Becoming
He had invited and begged for death but the fire inside his belly, though only fed with the one meager meal a day, kept his legs moving, his heart beating as he fought his way across the snowy terrain. He would show them, show them all that he too was worthy of wearing the honored tattoo of his people. It ate at him, goaded him, forcing his feet to take one more step, and then another. What he would have forsaken to stop the tortuous journey.
The Shield of the White Bear Clan was enshrined in a cave on the Mountain of the Sky God. How would any be able to deny him when he alone returned with such a prize. For would not possessing the shield of the most honored and feared warrior clan show more bravery and cunning than dragging in the hide of their sacred white bear?
This was now the season when the ancestor ruled the world and one stayed close to hearth and family. For howling crying winds and the bitter cold could steal a man’s heart and will to live. No, better to let the ancestors have their time of untendered grief, regret, and rage. They did not discriminate, even with this orphan and his quest. And so he trudged on, falling, floundering, clawing his way across the great white expanse. This was a silence broken only by the howling breath of the ancestors which he now felt as his own.
So many had laughed at him, again and again, pulling his hair, miming his lumbering gait. The hair on his head was not like that of any of his people. He had heard the whispers, of his barren mother making offerings to the Wolf Moon and asking for a child. That the Wolf Moon had given her his own. That he bore the head hair of wolf and man and his gait was because the moon did not have legs to walk.
He made his way to the smoke rising from the hollow and found an underground cave with a hot spring. The water was golden, such as he had never seen. Though refreshing to the skin it’s taste was like a bitter herb. But he had been without drink for two days and his body cried out so he drank his fill. There were green tendrils covered in ripe blue berries hanging down from the earth ceiling.
He had set out when all was covered in snow. Now to see green and vibrant berries brought tears to his eyes and his heart, and then an anger, a blind rage overtook him as he stuffed berry after berry into his mouth. His tears came fast and flooding. The berries tasted sweet, coating and soothing his parched mouth and throat. He thought back to the honey gathering celebrations of his people.
For three days he relished in the berries and warmth of the spring, time enough for his belly to feel full and warmth to return to his bones. Lichen and moss that covered the floor and walls of the small cave clung to his body and he realized it could help insulate him from the biting cold. He rolled naked, looking in wonder at his palms, the place it would not stay.

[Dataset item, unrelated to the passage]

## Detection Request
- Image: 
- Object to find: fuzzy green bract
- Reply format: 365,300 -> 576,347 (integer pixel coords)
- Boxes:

He reached the cave of the White Bear Clan. Ignoring the sacred signs and totems he entered and took possession of the shield. Choosing to sleep in this place offering some comfort and protection he awoke during the night. Instinctively he grabbed the shield and stood in the cave entrance. The full Wolf Moon above had called to him. But he did not feel fear or gratitude, only rage. He accosted and cursed the Moon as he claimed the White Bear Shield and its power as his own.
As he sought to leave the mountain he found his way blocked, again and again. The only clear path led to a land he did not recognize. Where before there had been snow as far as the eye could see, now there were only steaming bogs of decaying matter. The stench of bad eggs permeated the air, clinging to one’s nostrils and burning the eyes. But he had come so far, the shield was in hand and he knew there would be no return up the mountain. He entered this land of no land. Never knowing if the next step met earth or sent him face first into the stinking putrid black water.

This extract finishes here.